Most Noticeable Plot-Holes and Nonsense
Either:
“Hanna’s eyes widened. How did Colleen know Liam was a player?”
Because it was published in a national magazine? Considering that’s actually how Hanna found out, you’d think it would’ve made more of an impression on her.
Or Aria’s:
“Whoa. What if Tabitha’s family and friends somehow found out Tabitha hadn’t died from an alcohol overdose?”
Falling from a cliff and “alcohol overdose” are not the same thing, and don’t show up all that similarly in a post-mortem. Surely Tabitha is supposed to have died from falling off a cliff whilst drunk? At least that would half-way make sense.
Oddest Sounding Food
heirloom tomatoes
So… these are preserved and handed down from generation to generation before eventually being made available in the local supermarket?
Worst Yuletide Effort
“Emily hadn’t been to this mall since two Christmases ago, when she’d agreed to be the mall’s Santa.”
So Father Christmas was played by a skinny 16-year-old girl? Doesn’t sound like ideal casting to me.
Most Juvenile Sense of Humour
Mike wandered over to a table of satin bras, held an enormous pink one to his chest, and started striking exaggerated poses. Hanna snickered. Mike
used to do that all the time when they went shopping together, and it never failed to crack her up
I could understand it if cracked her up once. When she was drunk. But how funny can a girl find a bra? Incidentally, there’s a lot of bras in this book. Even more than usual, which is saying a lot.
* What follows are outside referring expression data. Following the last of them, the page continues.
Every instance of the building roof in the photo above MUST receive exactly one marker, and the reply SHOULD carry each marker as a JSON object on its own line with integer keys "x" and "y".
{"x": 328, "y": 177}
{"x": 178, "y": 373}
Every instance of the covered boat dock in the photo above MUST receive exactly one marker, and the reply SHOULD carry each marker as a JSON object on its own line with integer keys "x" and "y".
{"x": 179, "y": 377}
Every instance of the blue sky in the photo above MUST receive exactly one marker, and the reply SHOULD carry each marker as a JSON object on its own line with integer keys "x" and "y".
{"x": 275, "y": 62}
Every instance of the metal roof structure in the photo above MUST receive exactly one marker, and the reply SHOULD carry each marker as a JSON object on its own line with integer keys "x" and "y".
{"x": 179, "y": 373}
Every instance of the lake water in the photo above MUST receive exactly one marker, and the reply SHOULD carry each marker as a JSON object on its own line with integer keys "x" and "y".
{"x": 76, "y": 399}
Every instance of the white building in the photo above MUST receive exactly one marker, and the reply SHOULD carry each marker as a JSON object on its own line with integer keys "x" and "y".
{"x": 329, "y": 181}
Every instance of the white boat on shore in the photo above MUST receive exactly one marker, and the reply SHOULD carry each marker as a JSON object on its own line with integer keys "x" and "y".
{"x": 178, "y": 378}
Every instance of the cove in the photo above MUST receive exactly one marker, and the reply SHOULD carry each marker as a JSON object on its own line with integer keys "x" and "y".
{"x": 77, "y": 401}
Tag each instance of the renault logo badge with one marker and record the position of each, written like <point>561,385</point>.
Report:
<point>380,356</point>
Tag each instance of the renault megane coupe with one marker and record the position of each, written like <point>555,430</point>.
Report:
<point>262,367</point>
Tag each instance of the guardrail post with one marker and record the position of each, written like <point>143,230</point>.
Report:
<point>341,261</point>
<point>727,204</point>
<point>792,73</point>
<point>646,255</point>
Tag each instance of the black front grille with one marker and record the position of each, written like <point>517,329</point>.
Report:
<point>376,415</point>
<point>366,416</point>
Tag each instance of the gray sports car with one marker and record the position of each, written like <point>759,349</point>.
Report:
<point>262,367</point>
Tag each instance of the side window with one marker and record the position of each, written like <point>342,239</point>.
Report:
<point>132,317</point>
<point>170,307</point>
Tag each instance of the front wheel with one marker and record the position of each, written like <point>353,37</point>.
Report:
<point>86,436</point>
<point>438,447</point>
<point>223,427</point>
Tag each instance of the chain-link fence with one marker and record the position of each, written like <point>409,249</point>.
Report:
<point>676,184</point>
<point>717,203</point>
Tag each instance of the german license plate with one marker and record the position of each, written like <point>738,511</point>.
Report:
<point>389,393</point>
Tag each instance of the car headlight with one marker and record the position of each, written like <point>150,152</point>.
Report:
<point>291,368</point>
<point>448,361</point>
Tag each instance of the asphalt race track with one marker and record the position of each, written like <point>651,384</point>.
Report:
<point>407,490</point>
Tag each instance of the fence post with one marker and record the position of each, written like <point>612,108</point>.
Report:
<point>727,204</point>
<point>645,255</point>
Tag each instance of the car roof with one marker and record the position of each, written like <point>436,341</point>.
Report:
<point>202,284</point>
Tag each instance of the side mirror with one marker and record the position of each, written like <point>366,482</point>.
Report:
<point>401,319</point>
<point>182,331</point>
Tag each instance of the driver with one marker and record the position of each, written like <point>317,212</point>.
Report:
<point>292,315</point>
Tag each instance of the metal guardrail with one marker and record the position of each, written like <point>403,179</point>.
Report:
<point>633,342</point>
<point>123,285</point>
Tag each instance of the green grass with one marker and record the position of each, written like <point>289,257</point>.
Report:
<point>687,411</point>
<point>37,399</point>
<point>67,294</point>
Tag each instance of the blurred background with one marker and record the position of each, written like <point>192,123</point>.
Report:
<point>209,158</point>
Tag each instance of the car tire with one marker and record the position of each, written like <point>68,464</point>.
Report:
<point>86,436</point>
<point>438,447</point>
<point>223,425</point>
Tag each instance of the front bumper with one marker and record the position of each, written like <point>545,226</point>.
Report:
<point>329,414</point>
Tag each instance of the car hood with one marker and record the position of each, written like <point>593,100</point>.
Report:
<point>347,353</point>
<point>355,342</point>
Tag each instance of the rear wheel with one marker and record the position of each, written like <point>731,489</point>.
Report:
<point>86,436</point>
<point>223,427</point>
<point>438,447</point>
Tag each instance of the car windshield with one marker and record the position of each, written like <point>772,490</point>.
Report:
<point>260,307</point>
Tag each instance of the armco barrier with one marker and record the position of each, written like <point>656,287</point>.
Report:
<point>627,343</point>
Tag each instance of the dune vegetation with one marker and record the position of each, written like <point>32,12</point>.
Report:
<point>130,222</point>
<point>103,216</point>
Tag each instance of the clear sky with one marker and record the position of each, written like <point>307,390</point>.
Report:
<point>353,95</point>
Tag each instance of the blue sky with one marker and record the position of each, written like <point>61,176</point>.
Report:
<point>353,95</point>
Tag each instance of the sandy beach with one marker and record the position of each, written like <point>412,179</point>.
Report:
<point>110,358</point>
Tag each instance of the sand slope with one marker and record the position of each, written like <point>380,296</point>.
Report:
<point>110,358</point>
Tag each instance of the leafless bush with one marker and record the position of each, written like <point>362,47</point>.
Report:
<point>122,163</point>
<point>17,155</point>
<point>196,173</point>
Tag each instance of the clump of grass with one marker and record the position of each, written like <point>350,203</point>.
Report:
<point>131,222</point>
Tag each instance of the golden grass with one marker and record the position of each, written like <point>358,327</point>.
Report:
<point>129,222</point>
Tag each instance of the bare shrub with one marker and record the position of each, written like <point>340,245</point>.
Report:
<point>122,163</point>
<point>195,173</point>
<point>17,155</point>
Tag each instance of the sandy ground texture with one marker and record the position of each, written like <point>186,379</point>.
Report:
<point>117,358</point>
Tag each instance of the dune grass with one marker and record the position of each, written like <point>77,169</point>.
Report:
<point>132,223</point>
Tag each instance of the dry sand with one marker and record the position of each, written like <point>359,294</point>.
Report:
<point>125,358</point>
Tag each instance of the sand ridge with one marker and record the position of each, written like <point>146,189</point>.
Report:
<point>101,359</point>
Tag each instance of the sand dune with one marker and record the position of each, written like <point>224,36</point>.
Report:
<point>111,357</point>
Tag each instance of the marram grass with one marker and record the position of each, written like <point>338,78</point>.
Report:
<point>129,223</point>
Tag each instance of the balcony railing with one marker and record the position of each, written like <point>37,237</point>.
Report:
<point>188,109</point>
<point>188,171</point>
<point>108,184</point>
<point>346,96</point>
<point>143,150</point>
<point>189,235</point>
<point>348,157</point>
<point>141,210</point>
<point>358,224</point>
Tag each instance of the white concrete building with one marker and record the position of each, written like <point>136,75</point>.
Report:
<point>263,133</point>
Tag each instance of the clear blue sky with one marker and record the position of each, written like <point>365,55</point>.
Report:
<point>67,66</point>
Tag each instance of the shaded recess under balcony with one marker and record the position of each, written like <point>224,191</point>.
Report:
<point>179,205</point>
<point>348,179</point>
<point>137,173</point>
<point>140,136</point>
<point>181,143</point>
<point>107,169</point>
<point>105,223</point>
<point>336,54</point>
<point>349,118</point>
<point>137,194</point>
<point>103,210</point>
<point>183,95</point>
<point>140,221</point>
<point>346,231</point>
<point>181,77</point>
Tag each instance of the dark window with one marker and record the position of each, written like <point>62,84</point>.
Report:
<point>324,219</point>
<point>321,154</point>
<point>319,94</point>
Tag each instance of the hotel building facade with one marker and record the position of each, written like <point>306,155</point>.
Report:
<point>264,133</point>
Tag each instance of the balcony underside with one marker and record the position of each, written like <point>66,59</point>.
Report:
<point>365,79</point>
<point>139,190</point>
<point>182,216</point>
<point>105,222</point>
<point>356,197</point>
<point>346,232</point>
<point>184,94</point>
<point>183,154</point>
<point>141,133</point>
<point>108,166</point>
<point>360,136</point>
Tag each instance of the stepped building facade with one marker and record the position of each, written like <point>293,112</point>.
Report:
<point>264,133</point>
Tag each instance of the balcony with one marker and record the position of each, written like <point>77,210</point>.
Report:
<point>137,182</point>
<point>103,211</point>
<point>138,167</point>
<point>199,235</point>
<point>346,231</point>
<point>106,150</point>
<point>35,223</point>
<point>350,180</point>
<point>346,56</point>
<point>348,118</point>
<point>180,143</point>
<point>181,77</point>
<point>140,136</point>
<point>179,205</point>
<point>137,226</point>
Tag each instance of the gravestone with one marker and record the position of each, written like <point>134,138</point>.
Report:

Most Boastful Character Assessment
Aria on ‘A’#3:
“Whoever they were dealing with was diabolical and brilliant.”
I think Shepard is slightly over-estimating her own plotting-skills here.
Not only does it now seem that the 12th book won’t be the last, but the afterword to this book promises that it will take place on a cruise-ship as all the characters return to the scene of the JI for reasons of massive stupidity. Having informed me of this, Shepard concludes her witterings with the verbal equivalent of a slap in the reader’s face: actually writing “Anchors aweigh!” I could not be less excited about the upcoming publication of her latest money-spinning pile of vacuousity. Yet it rolls inexorably nearer, an unrelenting spectre of materialism, vanity and inanity.